Gerinnungsmanagement und Volumentherapie
Die Gerinnungsdiagnostik und -therapie soll über viskoelastische Testverfahren gesteuert werden (Empfehlungsgrad A). Bei Patienten mit lebensbedrohlichen Blutungen und/oder im Schock gelten folgende medikamentöse Empfehlungen (Empfehlungsgrad A):
| Wirkstoff | Dosis | Indikation |
|---|---|---|
| Tranexamsäure (TxA) | 1 g über 10 Min (ggf. + 1 g über 8h) | Lebensbedrohliche Blutung, Schock, nachgewiesene Hyperfibrinolyse (möglichst prähospital) |
| Fibrinogen | Initial 3-6 g (bzw. 30-60 mg/kg) | Lebensbedrohliche Blutung und/oder Schock |
Diagnostik
Im Rahmen der Diagnostik von Schwerverletzten soll eine zeitnahe Ganzkörper-Computertomografie (Kopf bis einschließlich Becken, CCT nativ) mit traumaspezifischem Protokoll durchgeführt werden (Empfehlungsgrad A).

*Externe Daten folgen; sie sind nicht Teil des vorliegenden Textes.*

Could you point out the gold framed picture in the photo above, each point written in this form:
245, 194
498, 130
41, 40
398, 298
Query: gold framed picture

Voraussetzung hierfür ist, dass keine sofort interventions-, operations- und/oder reanimationspflichtige Situation vorliegt und der systolische Blutdruck nicht unter 60 mmHg ist.
💡Praxis-Tipp
Aktivieren Sie das Schockraum-Team nicht nur basierend auf dem Verletzungsmuster, sondern achten Sie strikt auf kritische Vitalparameter wie einen Schockindex >0,9 oder eine Atemfrequenz <10 bzw. >29/min. Nutzen Sie bei frustranem venösem Zugangszustand zügig den intraossären Zugang.